Shirley Chisholm, who became the first Black woman elected to Congress in 1968 and later ran for president, was known for her boldly patterned dresses and skirt suits, many of which she designed herself. Once, her staff persuaded her to wear a pantsuit in the House of Representatives, as some other female legislators had begun to do (Rep. Charlotte T. Reid was the first, in 1969). Even though she hid it under an ankle-length sleeveless coat, her press aide recalled: “She was so embarrassed, she kept her head in her newspapers. She must have read the New York Times seven times that day.” For a woman who was never shy about jumping into a debate, it was an uncharacteristic posture. Though Chisholm wore pants and culottes in private, when it came to her political career, she was more comfortable — psychologically if not physically — in a skirt.

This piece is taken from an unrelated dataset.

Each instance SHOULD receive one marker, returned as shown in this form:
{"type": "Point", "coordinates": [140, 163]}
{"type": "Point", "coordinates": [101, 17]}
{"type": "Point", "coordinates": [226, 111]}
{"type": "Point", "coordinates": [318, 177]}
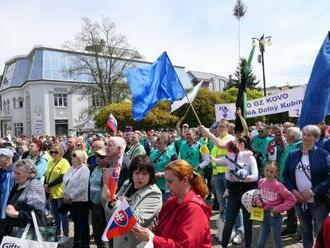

Pants for women remained controversial until the peak of the second wave of feminism in the mid-1970s, and even longer in professional settings. In the 1980s, Puerto Rico attorney Ana Irma Rivera Lassén was told she could not enter a courtroom in pants. She sued the judge and won. Yet some New York law firms didn’t permit their female employees to wear pants until the early 1990s, and they were barred from the floor of the Senate until 1993, when Sen. Carol Moseley-Braun, D-Ill., led what she called a “pantsuit revolution.” Before then, as historian Richard A. Baker told The Washington Post, female staffers and senators “needed to keep a dress to put on quickly or they had to borrow one if they had to appear on the Senate floor.”

These aren’t just quaint fashion history lessons. Legal disputes over policing pants are timelier than ever, and they’re increasingly tied up with broader controversies over sexual identity and gender nonconformity.

As recently as 2016, a lesbian student in Harrisburg, Pa., was refused admission to her Catholic high school’s prom for wearing a tuxedo; a school official even threatened to call the police. And fears of covert discrimination aren’t mere paranoia. Multiple studies have shown that women who work with conservative men (whether politicians or plumbers) are more likely to win their respect if they wear skirts and other conventionally feminine garments. “Blue-collar men react negatively to women wearing pants,” John T. Molloy wrote in the 2008 edition of “New Women’s Dress for Success.”

While suggesting that wearing pants makes a cartoon mouse (or any human woman) look “masculine” may be laughable in 2022, Minnie’s pantsuit — designed to honor International Women’s Day and the 30th anniversary of Disneyland Paris in March — is more of a cynical corporate branding exercise than a profound feminist statement, just as swapping a cartoon M&M’s high-heeled boots for flat, unisex sneakers screams “performative,” not “liberal.”

Women no longer need to wear the pants to wield power, or dress like men to compete with them. Pants are an option, but they’re not the only option.

They’re not the only option for men anymore, either, as prominent male skirt aficionados like Harry Styles, Billy Porter, Jared Leto and Lil Nas X have demonstrated. Yet even as nonbinary, genderfluid and trans celebrities have redefined red carpet fashion, trans rights and “bathroom laws” remain political hot buttons. The day after news of Minnie’s McCartney makeover broke, actor Sean Penn made headlines by disparaging “feminized” men with “cowardly genes that lead to people surrendering their jeans and putting on a skirt.”

Maybe it’s not Minnie’s wardrobe that the conservative media is worried about, but the possibility that, if Minnie can wear pants, there’s nothing stopping Mickey from donning a dress.

Kimberly Chrisman-Campbell is a fashion historian and author of “Skirts: Fashioning Modern Femininity in the Twentieth Century,” which will be published by St. Martin’s Press in September 2022.